Some of the essential amino acids are branched-chain amino acids (leucine, isoleucine, and valine), which skip the normal digestive processes and become available in the muscle to be used as energy or saved in a pool for later metabolism.
The essential amino acids are critical for the synthesis of muscle. Sarcopenia, wasting, and cachexia are the result of essential amino acid deficiency. Taking essential amino acids might help a person to prevent muscle loss while they are losing weight and eating a low-calorie diet. In mice, chronic essential amino acid supplementation increases lifespan, by reversing the decline of mitochondria in cardiac and skeletal muscle that occurs with aging.
Clinically, branched-chain amino acids are used to improve messaging in the brain cells of people with advanced liver disease, mania, anorexia, and tardive dyskinesia (a movement disorder). They have also been utilized in reducing muscle wasting among individuals confined to bed or with wasting-cachexia syndrome from diseases, including chronic obstructive pulmonary disease (COPD).
Contrary to popular advice at gyms, it is unlikely that taking branched-chain amino acids alone will have any beneficial effect on muscle growth. Athletes are advised to look for supplements that contain all nine of the essential amino acids are are composed of 20-30% leucine, which is a branched-chain amino acid believed to stimulate muscle protein synthesis the most of all of the amino acids. Older adults looking to prevent muscle loss should look for supplements that consist of 40% leucine.
Taking amino acid supplements is not necessary for most people, however, since they are found abundantly in a variety of foods. Examples of foods high in leucine include turkey, beef, fish, soybeans, eggs, white beans, and kidney beans.

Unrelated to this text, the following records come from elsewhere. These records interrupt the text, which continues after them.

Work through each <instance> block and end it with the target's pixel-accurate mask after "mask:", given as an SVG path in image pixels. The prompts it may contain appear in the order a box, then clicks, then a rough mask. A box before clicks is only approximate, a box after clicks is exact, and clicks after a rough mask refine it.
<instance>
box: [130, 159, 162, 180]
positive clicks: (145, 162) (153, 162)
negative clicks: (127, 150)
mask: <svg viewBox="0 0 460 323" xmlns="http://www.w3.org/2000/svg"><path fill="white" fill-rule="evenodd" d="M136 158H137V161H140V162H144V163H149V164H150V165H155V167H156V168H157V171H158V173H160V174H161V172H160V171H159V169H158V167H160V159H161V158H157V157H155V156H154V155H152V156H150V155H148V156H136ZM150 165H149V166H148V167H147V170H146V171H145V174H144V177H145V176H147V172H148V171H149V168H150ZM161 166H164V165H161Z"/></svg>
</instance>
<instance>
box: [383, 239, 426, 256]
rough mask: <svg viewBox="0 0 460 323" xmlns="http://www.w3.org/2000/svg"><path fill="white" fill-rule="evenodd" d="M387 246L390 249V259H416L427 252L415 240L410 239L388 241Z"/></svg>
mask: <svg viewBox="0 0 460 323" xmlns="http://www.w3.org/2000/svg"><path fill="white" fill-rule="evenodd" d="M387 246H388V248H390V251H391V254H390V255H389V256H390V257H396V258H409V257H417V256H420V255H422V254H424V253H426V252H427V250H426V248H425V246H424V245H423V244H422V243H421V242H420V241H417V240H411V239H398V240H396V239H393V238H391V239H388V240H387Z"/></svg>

Research published in the Journal of Diabetes in May 2018 found that those who develop type 2 diabetes and heart disease have higher levels of the branched-chain amino acids; more research is needed. Side effects of branched-chain amino acid supplements include fatigue and loss of coordination, as well as stomach problems. Rarely, these supplements have resulted in high blood pressure and headache. The only essential amino acid with known toxicity is methionine, which is transformed into the toxic metabolite homocysteine and can cause atherosclerosis.